Una città fantasma dove si continua a morire per le bombe lasciate dai jihadisti dello Stato Islamico prima della fuga. Adesso le Nazioni Unite hanno annunciato di avere condotto la loro prima missione umanitaria nella città di Raqqa, ex roccaforte del gruppo dello Stato islamico in Siria (liberata dai curdo-siriani del Ypg) ed hanno messo in evidenza i rischi per i civili che intendono tornare in città.
Raqqa - ha spiegato Jan Egeland, capo della task force delle Nazioni Unite umanitari per la Siria - è piena di esplosivi. "Le case sono piene di bombe (e) granate, i bambini vengono ancora mutilati e uccisi", ha detto, dopo aver ricevuto il rapporto della missione.
Circa 100.000 persone sono tornate a Raqqa da quando il gruppo dello Stato Islamico è stato espulso dalla città a seguito dell'intervento della coalizione internazionale guidata dagli Stati Uniti. Secondo Egeland, altre centomila persone sono vicine alla città e vorrebbero tornare.

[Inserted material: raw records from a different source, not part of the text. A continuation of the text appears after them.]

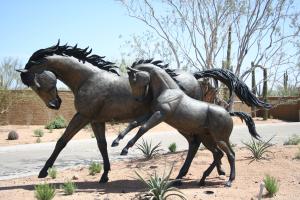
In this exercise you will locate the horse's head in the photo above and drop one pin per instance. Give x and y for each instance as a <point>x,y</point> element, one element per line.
<point>44,84</point>
<point>139,82</point>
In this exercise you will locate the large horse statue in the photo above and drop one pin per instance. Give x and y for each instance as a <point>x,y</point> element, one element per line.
<point>100,94</point>
<point>197,121</point>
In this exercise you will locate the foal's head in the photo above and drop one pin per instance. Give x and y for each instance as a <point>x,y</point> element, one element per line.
<point>139,82</point>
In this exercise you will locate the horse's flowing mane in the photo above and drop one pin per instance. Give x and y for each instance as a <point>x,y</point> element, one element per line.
<point>81,54</point>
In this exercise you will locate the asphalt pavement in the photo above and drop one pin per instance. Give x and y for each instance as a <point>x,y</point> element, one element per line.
<point>24,160</point>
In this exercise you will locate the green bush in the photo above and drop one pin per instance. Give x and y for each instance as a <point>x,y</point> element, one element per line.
<point>52,172</point>
<point>57,123</point>
<point>160,188</point>
<point>69,188</point>
<point>172,147</point>
<point>271,185</point>
<point>95,168</point>
<point>38,133</point>
<point>258,148</point>
<point>147,149</point>
<point>13,135</point>
<point>44,191</point>
<point>293,140</point>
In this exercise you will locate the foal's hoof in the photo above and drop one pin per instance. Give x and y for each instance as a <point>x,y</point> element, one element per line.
<point>104,179</point>
<point>115,143</point>
<point>177,183</point>
<point>228,184</point>
<point>221,173</point>
<point>43,174</point>
<point>124,152</point>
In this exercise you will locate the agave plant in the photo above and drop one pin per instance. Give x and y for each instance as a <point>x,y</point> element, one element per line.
<point>160,188</point>
<point>258,148</point>
<point>148,149</point>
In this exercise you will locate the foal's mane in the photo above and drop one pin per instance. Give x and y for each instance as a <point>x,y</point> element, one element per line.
<point>65,50</point>
<point>157,63</point>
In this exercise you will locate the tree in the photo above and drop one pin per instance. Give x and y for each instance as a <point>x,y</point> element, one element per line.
<point>9,80</point>
<point>263,32</point>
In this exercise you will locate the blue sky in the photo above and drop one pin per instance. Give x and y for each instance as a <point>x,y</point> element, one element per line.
<point>27,26</point>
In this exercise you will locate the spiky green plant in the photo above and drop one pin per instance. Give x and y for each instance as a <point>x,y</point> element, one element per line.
<point>38,133</point>
<point>160,188</point>
<point>258,148</point>
<point>293,140</point>
<point>271,185</point>
<point>52,171</point>
<point>94,168</point>
<point>44,191</point>
<point>57,123</point>
<point>148,149</point>
<point>172,147</point>
<point>69,187</point>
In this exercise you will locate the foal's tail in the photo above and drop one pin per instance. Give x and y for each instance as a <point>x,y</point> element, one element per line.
<point>249,121</point>
<point>234,84</point>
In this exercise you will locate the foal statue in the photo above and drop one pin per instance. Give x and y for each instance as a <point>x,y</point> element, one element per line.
<point>197,121</point>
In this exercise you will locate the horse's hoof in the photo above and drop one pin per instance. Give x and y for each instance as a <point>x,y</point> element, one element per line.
<point>115,143</point>
<point>43,174</point>
<point>104,179</point>
<point>201,183</point>
<point>228,184</point>
<point>124,152</point>
<point>221,173</point>
<point>177,183</point>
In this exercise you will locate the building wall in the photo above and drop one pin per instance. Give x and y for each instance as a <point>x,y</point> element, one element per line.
<point>28,109</point>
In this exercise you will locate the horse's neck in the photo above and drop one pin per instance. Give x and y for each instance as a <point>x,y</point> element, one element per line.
<point>69,70</point>
<point>161,81</point>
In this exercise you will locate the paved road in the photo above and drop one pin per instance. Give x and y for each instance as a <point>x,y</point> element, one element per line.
<point>24,160</point>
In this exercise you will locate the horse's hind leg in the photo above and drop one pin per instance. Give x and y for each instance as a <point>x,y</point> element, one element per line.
<point>225,146</point>
<point>193,148</point>
<point>77,123</point>
<point>99,131</point>
<point>130,126</point>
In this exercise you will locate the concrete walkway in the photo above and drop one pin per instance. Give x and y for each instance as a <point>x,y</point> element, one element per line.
<point>24,160</point>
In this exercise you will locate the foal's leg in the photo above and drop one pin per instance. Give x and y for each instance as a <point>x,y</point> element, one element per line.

Oltre agli ordigni, i residenti devono fare i conti con una quasi totale mancanza di servizi di base come l'accesso all'acqua, all'elettricità e alle cure mediche. "È incredibile avere una città di circa 100.000 persone e nessun servizio pubblico", ha affermato il funzionario delle Nazioni Unite. "Non esiste una vera polizia o uno stato di diritto", ha insistito.